The second-ever woman to sit on the Supreme Court, she had become a figurehead for liberals in the US, and was an iconic champion of women’s rights.

Thousands gathered outside the court on Friday night to pay tribute to the woman who had become affectionately known as “The Notorious RBG”.

What is the row about?

The appointment of judges in the US is a political one – which means the president gets to choose who is put forward. The Senate then votes to confirm – or reject – the choice.

Ginsburg, who served for 27 years, was one of only four liberals on the nine-seat bench. Her death means that, should the Republicans get the vote through, the balance of power would shift decisively towards the conservatives.

Mr Trump, who has already chosen two Supreme Court justices during his presidency, is well aware that getting his nominee in will mean conservatives will have control over key decisions for decades to come.
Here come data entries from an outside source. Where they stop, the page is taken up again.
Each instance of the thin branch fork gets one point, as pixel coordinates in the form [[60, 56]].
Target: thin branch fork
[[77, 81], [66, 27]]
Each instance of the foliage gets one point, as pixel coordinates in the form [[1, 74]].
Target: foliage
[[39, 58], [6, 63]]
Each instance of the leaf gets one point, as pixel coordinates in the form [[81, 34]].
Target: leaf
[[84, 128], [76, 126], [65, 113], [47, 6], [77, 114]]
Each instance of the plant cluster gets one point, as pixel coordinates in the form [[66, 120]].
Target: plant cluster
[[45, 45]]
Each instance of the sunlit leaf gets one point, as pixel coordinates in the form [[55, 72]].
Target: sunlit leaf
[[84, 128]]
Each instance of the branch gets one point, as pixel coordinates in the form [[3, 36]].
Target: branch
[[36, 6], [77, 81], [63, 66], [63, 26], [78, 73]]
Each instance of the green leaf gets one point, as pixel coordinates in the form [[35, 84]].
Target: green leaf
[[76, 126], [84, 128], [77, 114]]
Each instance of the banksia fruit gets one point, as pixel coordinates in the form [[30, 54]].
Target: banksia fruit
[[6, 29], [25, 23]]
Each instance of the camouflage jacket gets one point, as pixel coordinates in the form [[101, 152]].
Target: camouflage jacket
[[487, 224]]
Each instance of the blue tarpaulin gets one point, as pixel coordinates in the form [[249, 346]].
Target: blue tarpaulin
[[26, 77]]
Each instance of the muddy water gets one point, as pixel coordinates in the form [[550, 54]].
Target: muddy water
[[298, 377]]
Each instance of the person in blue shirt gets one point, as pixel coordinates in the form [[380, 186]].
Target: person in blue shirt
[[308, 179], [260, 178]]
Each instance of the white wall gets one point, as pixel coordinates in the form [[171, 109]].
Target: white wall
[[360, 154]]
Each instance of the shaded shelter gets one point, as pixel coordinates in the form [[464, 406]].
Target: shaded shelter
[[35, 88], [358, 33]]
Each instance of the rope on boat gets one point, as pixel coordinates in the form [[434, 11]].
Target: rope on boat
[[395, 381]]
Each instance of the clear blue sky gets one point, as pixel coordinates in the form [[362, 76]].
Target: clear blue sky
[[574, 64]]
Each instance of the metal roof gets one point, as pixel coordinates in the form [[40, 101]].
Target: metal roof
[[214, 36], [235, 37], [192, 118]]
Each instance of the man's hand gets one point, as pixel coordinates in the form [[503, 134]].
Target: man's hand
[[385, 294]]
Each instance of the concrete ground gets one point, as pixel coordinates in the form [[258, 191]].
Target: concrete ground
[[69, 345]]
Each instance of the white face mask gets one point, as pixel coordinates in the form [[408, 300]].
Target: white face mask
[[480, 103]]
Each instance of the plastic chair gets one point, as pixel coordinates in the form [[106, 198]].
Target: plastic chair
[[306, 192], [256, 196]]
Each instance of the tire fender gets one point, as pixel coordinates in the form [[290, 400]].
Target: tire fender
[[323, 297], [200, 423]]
Justices can serve for life, unless they decide to retire.

a rally on Friday – before he learned of Ginsburg’s death – he told the crowd whoever won the election “will get one, two, three or four Supreme Court justices”, saying November’s vote was going to be “the most important” in US history.
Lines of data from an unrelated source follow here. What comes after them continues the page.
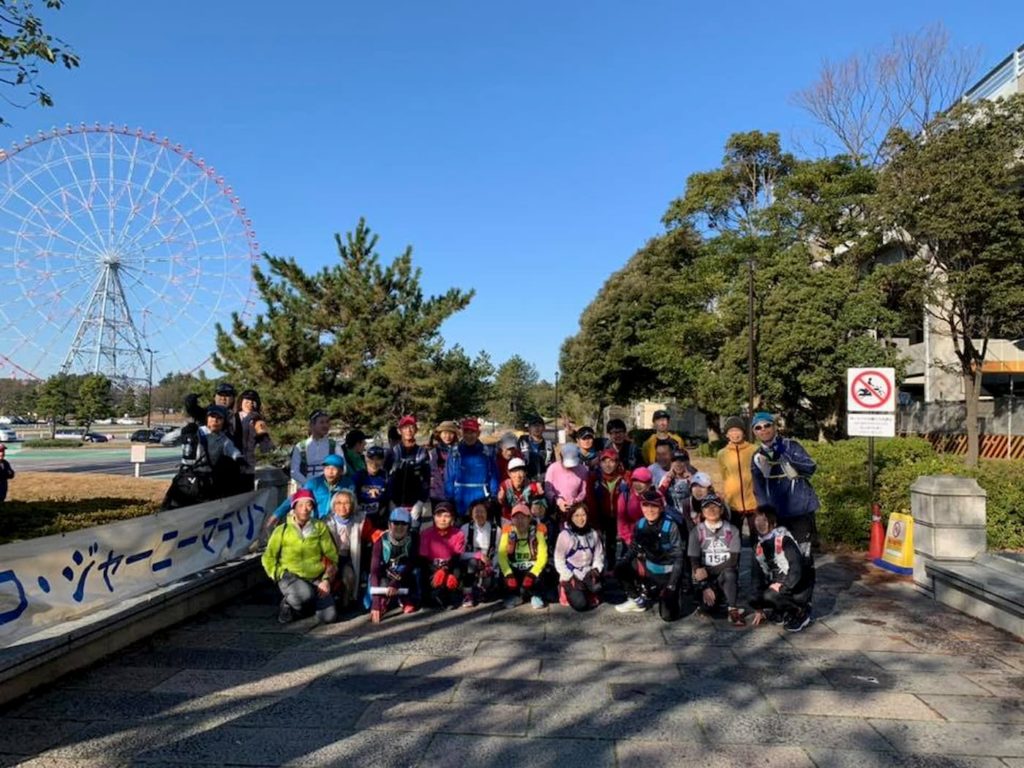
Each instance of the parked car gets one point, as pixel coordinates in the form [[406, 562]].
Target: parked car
[[145, 435]]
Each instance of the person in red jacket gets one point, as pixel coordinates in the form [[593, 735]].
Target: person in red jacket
[[629, 509], [441, 546]]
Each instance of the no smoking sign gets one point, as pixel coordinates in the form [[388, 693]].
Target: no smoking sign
[[870, 390]]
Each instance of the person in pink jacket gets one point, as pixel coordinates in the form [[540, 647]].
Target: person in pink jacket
[[565, 481], [629, 507], [440, 549]]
Mr McConnell said in his statement – which included a tribute to Ginsburg – that “President Trump’s nominee will receive a vote on the floor of the United States Senate”.

The senator had argued in 2016 that “the American people should have a voice in the selection of their next Supreme Court Justice” which meant “this vacancy should not be filled until we have a new president”.

But now he says the Senate was within its rights to act because it was Republican-controlled, and Mr Trump is a Republican president.